Never-mind when it’s just a text with unfortunate spine-label sticker placements, many of those books have extra labels on them connotating a genre for the volume, maybe a horse for western, maybe a skull for a murder mystery. But sometimes, it’s a little snowflake for a kids’ Christmas book and a sticker has turned “The Crayons’ Christmas” into “The Crayon’s Christ” and you’re left wondering what the hell that story would be like. Instead of INRI over the cross, does it say CRAYOLA? Does He just melt in the sun and turn that cross into a Hannukah candle? Anyway.

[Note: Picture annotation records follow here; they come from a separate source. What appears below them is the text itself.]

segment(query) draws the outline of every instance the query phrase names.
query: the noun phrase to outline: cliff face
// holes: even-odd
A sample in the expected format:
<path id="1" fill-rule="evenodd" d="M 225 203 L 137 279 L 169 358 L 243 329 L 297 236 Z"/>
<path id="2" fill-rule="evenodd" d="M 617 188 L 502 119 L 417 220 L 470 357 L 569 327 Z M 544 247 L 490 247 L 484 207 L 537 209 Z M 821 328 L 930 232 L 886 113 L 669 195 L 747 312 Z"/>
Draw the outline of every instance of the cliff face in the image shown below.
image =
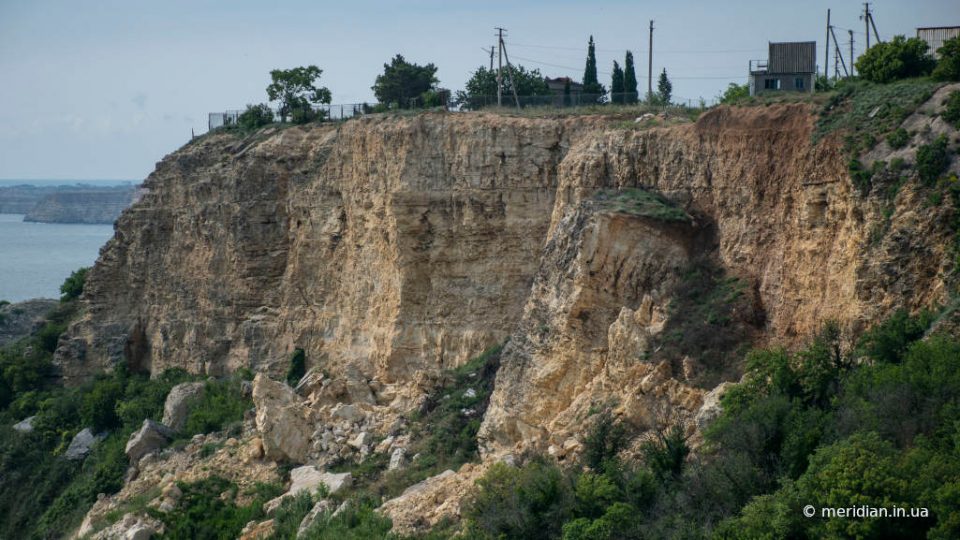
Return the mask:
<path id="1" fill-rule="evenodd" d="M 57 190 L 45 195 L 24 216 L 41 223 L 104 223 L 117 220 L 138 197 L 136 188 Z"/>
<path id="2" fill-rule="evenodd" d="M 907 187 L 887 220 L 854 192 L 839 145 L 810 142 L 813 119 L 805 105 L 654 129 L 423 114 L 212 135 L 165 158 L 120 218 L 57 362 L 68 380 L 124 358 L 280 374 L 303 348 L 350 381 L 334 400 L 402 412 L 509 337 L 490 454 L 575 449 L 597 405 L 641 426 L 657 407 L 692 418 L 702 359 L 656 344 L 696 261 L 743 284 L 749 342 L 945 298 L 948 209 L 918 212 Z M 598 198 L 625 188 L 691 219 Z"/>
<path id="3" fill-rule="evenodd" d="M 567 144 L 557 122 L 442 115 L 206 138 L 119 220 L 59 361 L 278 373 L 299 347 L 390 401 L 512 332 Z"/>

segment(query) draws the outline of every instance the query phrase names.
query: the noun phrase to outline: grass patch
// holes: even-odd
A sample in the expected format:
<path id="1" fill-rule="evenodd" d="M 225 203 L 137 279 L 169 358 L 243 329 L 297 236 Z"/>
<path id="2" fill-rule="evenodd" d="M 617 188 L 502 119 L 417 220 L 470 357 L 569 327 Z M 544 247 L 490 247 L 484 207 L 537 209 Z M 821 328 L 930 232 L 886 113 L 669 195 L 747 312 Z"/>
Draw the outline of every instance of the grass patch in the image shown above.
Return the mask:
<path id="1" fill-rule="evenodd" d="M 177 482 L 183 492 L 177 507 L 167 513 L 148 509 L 163 522 L 165 538 L 220 540 L 236 538 L 250 521 L 264 517 L 263 503 L 280 494 L 277 487 L 260 490 L 244 506 L 236 504 L 239 487 L 229 480 L 211 476 L 197 482 Z"/>
<path id="2" fill-rule="evenodd" d="M 603 189 L 594 200 L 602 210 L 648 217 L 659 221 L 691 223 L 693 218 L 659 193 L 642 188 Z"/>
<path id="3" fill-rule="evenodd" d="M 349 471 L 354 476 L 353 488 L 345 495 L 395 497 L 417 482 L 478 461 L 477 432 L 493 393 L 502 351 L 502 345 L 492 347 L 447 372 L 446 382 L 411 415 L 411 443 L 407 447 L 407 459 L 411 461 L 406 467 L 387 471 L 389 457 L 385 454 L 335 466 L 334 470 Z M 412 460 L 415 455 L 419 457 Z"/>
<path id="4" fill-rule="evenodd" d="M 820 112 L 813 141 L 832 133 L 842 133 L 847 151 L 859 155 L 873 148 L 878 140 L 893 134 L 939 86 L 927 78 L 889 84 L 842 82 Z M 898 136 L 894 137 L 896 140 Z"/>
<path id="5" fill-rule="evenodd" d="M 654 341 L 650 360 L 669 360 L 676 371 L 685 356 L 704 368 L 694 384 L 712 388 L 735 378 L 741 348 L 760 323 L 749 294 L 750 284 L 727 275 L 710 260 L 699 260 L 683 273 L 670 302 L 667 325 Z"/>

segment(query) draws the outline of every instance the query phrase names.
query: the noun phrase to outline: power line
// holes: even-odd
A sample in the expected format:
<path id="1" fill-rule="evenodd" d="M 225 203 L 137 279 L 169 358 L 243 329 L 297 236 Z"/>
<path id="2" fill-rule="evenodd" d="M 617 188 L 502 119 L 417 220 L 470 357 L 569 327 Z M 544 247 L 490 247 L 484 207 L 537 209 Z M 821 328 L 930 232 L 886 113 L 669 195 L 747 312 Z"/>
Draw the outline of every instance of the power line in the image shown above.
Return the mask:
<path id="1" fill-rule="evenodd" d="M 579 72 L 581 69 L 583 69 L 583 68 L 579 68 L 579 67 L 563 66 L 563 65 L 560 65 L 560 64 L 551 64 L 551 63 L 549 63 L 549 62 L 541 62 L 540 60 L 534 60 L 533 58 L 527 58 L 527 57 L 525 57 L 525 56 L 517 56 L 516 54 L 514 54 L 513 57 L 516 58 L 517 60 L 524 60 L 524 61 L 526 61 L 526 62 L 531 62 L 531 63 L 539 64 L 539 65 L 542 65 L 542 66 L 555 67 L 555 68 L 559 68 L 559 69 L 566 69 L 566 70 L 573 71 L 573 72 Z M 599 69 L 597 70 L 597 73 L 600 74 L 600 75 L 613 75 L 613 74 L 610 73 L 609 71 L 600 71 Z M 683 76 L 683 75 L 677 75 L 677 76 L 675 76 L 675 75 L 670 75 L 669 77 L 670 77 L 671 80 L 673 80 L 673 79 L 681 79 L 681 80 L 684 80 L 684 79 L 686 79 L 686 80 L 697 80 L 697 79 L 704 79 L 704 80 L 711 80 L 711 79 L 712 79 L 712 80 L 731 80 L 731 79 L 741 79 L 741 78 L 744 77 L 744 75 L 731 75 L 731 76 L 725 76 L 725 75 L 716 75 L 716 76 Z"/>
<path id="2" fill-rule="evenodd" d="M 839 28 L 839 27 L 838 27 L 838 28 Z M 512 42 L 509 43 L 509 45 L 510 45 L 511 47 L 533 48 L 533 49 L 557 49 L 557 50 L 564 50 L 564 51 L 583 51 L 583 50 L 584 50 L 583 47 L 559 47 L 559 46 L 553 46 L 553 45 L 529 45 L 529 44 L 512 43 Z M 624 52 L 624 51 L 629 50 L 629 51 L 633 51 L 633 52 L 635 52 L 635 53 L 637 53 L 637 54 L 647 52 L 647 51 L 644 50 L 644 49 L 597 49 L 597 48 L 594 48 L 594 50 L 600 51 L 600 52 L 612 52 L 612 53 L 622 53 L 622 52 Z M 673 51 L 661 51 L 661 50 L 659 50 L 659 49 L 657 50 L 657 54 L 734 54 L 734 53 L 754 53 L 754 52 L 767 52 L 767 50 L 766 50 L 766 49 L 725 49 L 725 50 L 723 50 L 723 49 L 721 49 L 721 50 L 717 50 L 717 49 L 710 49 L 710 50 L 685 49 L 685 50 L 673 50 Z M 514 55 L 514 56 L 516 56 L 516 55 Z"/>

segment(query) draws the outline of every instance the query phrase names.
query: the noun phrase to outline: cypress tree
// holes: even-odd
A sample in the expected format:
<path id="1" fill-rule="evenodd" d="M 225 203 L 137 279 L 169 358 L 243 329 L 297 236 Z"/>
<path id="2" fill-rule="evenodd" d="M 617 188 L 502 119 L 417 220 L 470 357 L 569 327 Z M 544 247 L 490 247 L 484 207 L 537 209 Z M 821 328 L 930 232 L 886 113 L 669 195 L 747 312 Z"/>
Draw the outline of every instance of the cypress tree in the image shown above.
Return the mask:
<path id="1" fill-rule="evenodd" d="M 610 81 L 610 101 L 624 103 L 623 99 L 623 70 L 616 60 L 613 61 L 613 78 Z"/>
<path id="2" fill-rule="evenodd" d="M 597 101 L 603 99 L 606 93 L 603 85 L 597 79 L 597 56 L 594 52 L 593 36 L 587 44 L 587 66 L 583 70 L 583 93 L 587 96 L 596 96 Z"/>
<path id="3" fill-rule="evenodd" d="M 660 80 L 657 81 L 657 101 L 661 105 L 669 105 L 671 94 L 673 94 L 673 84 L 667 78 L 667 68 L 663 68 L 660 73 Z"/>
<path id="4" fill-rule="evenodd" d="M 623 59 L 623 91 L 626 93 L 627 103 L 637 102 L 637 72 L 633 68 L 633 53 L 627 51 Z"/>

The most fascinating though are the requests we will get from the library in the prison a couple towns over. While prison requests are hardly a monolith, you can put the vast majority of them into one of two buckets: the most sexually-explicit most violent Japanese comic books that can still be stocked in public libraries or outdoors survivalist manuals. The Japanese comics (that is what I’ll always call them as I don’t wanna be that one middle-aged white guy mispronouncing “manga”) make a lot of sense. A prison population is sadly generally lower-literacy, so pictures make it easier? Even PG-13 sex or violence is probably hard to come by for those incarcerated, but it comes from a nice safe public library and wardens probably won’t even know for “Sailor Moon” so they take what they can get. Not pornographic, just mildly racy? But it’s something!

But it’s those outdoor survival guides that always really catch my eye, because you and I both know why they’re taking them out. To dream upon. They’re not studying to try and be guides, park rangers, whatever. They are coming up with a plan to survive if they can ever manage to break out. To eat and hide and live in the hill-and-dales of the lower Adirondacks as free men, provided someone blew up a wall or whatnot. I imagine the manic nights of fevered readings, hope springing eternally, practicing making lashing ropes out of swamp reeds, dreaming free.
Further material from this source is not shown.